Providing Open Architecture High Availability Solutions

Providing Open Architecture High Availability Solutions
50
6.0 System Capabilities — Fault Management
Managing faults in a system is typically a five-stage process.
1. Detection – The fault is found
2. Diagnosis The cause of the fault is determined
3. Isolation – The rest of the system is protected from the fault
4. Recovery – The system is adjusted or re-started so it functions properly
5. Repair - A faulty system component is replaced
Notification of the fault occurs at many points in this process. Between each step there is
notification of the fault to the next step or steps in the process. On fault detection, notification may
occur during the diagnosis, isolation and perhaps recovery software components simultaneously.

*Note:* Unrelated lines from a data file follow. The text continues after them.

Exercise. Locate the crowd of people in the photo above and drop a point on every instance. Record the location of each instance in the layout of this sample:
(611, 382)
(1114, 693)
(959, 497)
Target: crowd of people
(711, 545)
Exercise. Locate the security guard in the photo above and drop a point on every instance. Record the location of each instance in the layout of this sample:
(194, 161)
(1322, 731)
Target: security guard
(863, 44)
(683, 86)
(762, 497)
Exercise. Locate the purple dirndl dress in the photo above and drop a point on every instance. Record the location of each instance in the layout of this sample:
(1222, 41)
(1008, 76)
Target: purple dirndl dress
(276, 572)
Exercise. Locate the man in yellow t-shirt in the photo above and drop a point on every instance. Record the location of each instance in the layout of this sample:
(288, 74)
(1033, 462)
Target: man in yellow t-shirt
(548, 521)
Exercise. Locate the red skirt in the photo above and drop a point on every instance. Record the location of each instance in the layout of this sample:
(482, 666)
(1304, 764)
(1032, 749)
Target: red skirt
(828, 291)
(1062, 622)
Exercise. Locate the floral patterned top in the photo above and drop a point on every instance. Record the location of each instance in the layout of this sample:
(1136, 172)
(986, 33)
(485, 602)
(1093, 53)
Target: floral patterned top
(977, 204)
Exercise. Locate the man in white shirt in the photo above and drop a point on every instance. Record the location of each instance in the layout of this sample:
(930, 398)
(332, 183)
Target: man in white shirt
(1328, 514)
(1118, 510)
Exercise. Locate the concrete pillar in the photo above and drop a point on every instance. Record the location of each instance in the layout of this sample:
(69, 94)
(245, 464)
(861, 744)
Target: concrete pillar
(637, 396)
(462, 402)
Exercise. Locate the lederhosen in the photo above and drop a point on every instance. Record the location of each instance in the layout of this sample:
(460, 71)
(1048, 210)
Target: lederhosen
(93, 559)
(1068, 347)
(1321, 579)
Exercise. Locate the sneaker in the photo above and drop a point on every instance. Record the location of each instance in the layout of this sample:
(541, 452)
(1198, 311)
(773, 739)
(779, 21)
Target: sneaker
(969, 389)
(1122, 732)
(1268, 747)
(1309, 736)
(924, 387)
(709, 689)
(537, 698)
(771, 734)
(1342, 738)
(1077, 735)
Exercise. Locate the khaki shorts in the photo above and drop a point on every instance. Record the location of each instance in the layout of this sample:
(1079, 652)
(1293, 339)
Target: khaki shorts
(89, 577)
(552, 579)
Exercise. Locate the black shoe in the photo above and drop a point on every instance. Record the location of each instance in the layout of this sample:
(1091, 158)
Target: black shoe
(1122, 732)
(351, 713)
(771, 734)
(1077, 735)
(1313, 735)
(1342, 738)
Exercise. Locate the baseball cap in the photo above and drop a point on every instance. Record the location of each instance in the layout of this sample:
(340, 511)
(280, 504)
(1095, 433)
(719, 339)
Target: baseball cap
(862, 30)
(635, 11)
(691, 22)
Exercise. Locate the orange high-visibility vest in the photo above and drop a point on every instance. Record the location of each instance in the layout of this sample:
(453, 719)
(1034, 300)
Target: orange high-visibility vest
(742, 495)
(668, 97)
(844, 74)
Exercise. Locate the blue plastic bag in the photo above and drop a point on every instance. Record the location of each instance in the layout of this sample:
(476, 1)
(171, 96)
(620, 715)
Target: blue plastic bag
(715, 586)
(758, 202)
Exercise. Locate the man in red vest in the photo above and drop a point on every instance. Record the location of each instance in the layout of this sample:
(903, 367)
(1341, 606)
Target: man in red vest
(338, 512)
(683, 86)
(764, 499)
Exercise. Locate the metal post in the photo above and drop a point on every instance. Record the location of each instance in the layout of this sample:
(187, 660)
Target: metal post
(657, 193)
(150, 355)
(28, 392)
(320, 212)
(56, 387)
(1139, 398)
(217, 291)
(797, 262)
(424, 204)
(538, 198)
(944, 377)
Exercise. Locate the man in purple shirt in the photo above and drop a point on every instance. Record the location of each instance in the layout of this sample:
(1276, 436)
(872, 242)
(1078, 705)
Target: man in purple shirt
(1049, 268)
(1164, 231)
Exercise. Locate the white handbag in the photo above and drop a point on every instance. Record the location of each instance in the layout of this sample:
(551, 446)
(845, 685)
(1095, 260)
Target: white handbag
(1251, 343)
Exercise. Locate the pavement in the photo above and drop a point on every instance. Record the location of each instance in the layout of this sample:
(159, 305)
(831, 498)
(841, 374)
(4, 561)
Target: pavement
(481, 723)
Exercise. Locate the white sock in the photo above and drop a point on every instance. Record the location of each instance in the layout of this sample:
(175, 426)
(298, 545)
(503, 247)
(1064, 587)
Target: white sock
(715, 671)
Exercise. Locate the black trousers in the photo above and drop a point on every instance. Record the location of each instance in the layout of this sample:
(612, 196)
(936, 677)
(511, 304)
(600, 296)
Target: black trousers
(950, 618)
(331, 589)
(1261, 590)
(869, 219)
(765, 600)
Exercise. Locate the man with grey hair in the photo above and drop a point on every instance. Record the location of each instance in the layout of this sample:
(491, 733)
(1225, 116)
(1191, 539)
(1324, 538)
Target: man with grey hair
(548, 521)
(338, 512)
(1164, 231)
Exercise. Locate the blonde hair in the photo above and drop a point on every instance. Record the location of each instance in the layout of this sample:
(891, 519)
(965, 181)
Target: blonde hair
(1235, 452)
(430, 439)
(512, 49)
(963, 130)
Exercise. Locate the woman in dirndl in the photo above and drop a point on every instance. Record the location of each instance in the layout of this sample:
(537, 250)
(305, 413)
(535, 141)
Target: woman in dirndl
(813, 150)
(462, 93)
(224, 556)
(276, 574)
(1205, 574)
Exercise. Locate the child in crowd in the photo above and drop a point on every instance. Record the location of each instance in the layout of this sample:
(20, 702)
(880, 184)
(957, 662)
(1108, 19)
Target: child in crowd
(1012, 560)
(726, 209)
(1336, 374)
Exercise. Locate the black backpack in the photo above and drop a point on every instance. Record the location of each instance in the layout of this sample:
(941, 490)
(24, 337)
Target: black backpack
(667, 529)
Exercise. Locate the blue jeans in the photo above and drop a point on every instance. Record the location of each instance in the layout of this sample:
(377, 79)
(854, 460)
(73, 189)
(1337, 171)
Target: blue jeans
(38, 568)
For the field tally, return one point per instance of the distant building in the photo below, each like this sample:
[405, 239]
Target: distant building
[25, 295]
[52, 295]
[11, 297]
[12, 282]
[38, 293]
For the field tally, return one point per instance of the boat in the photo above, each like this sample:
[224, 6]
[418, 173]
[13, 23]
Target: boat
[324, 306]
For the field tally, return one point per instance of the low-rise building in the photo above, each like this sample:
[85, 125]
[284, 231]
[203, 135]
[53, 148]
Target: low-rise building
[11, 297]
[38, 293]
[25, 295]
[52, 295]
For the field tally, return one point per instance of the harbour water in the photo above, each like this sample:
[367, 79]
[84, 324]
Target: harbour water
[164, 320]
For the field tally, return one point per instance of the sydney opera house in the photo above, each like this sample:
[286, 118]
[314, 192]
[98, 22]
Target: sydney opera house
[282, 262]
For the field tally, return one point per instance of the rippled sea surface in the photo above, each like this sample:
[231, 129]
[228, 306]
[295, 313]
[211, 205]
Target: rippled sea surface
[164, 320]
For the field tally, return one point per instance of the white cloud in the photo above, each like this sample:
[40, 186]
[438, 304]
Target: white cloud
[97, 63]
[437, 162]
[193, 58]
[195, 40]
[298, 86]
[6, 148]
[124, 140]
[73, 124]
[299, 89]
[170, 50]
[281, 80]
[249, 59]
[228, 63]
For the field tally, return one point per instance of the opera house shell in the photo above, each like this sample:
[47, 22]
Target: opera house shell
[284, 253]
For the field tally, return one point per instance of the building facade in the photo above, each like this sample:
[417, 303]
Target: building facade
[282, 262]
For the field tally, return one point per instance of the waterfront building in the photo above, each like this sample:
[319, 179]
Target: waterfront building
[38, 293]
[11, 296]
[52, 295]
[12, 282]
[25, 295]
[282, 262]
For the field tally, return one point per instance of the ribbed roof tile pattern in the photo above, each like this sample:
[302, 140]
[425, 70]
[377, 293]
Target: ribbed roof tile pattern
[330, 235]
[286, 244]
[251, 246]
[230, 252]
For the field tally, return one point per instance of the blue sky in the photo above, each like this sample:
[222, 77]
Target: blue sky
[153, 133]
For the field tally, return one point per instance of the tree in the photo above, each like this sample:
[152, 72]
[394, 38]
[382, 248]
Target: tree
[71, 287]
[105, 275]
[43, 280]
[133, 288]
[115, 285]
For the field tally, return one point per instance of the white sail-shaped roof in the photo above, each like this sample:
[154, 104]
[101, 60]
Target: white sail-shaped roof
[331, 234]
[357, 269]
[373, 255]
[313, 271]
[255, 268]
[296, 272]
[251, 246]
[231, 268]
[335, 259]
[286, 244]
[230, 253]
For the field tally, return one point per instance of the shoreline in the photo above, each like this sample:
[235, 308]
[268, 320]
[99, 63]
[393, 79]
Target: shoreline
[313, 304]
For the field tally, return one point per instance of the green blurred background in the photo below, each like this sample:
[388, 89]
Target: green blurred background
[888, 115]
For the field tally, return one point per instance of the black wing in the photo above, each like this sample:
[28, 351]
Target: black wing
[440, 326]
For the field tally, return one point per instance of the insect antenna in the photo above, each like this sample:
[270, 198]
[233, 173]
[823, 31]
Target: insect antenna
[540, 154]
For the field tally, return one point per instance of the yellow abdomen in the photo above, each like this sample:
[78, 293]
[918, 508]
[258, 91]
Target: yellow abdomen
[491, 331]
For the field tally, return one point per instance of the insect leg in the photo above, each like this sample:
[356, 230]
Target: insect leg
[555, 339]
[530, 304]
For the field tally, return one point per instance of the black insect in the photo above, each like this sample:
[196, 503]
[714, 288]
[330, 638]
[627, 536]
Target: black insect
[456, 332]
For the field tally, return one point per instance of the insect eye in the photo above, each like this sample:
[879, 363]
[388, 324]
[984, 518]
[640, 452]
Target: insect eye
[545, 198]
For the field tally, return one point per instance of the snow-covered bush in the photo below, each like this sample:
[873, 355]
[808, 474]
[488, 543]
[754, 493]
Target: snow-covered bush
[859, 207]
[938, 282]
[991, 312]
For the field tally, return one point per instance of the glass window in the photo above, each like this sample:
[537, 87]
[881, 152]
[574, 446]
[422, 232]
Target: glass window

There will also be notifications to the system model and system operator indicating the status of the
components. A general discussion on notification appears at the end of this section.
It is important to note that there are fine lines between some of the above stages. For the purpose of
avoiding overlap in discussion, this document will use the most restrictive definition for each stage:
Detection. A fault is found, but determination of the failed component is not made
Diagnosis. The determination of which component has failed
Isolation. Ensuring a fault does not cause a system failure (isolation does not necessarily make
the system function correctly)
Recovery. Restoring system to expected behavior
Repair. Restoring a system to full capability including all redundancy
A final part of fault management is fault prediction. Fault prediction is an alternate form of fault
detection, which includes built-in diagnosis. Based on predicted faults, the system operator can be
given the opportunity to preemptively perform an on-line repair rather than wait for a fault to occur.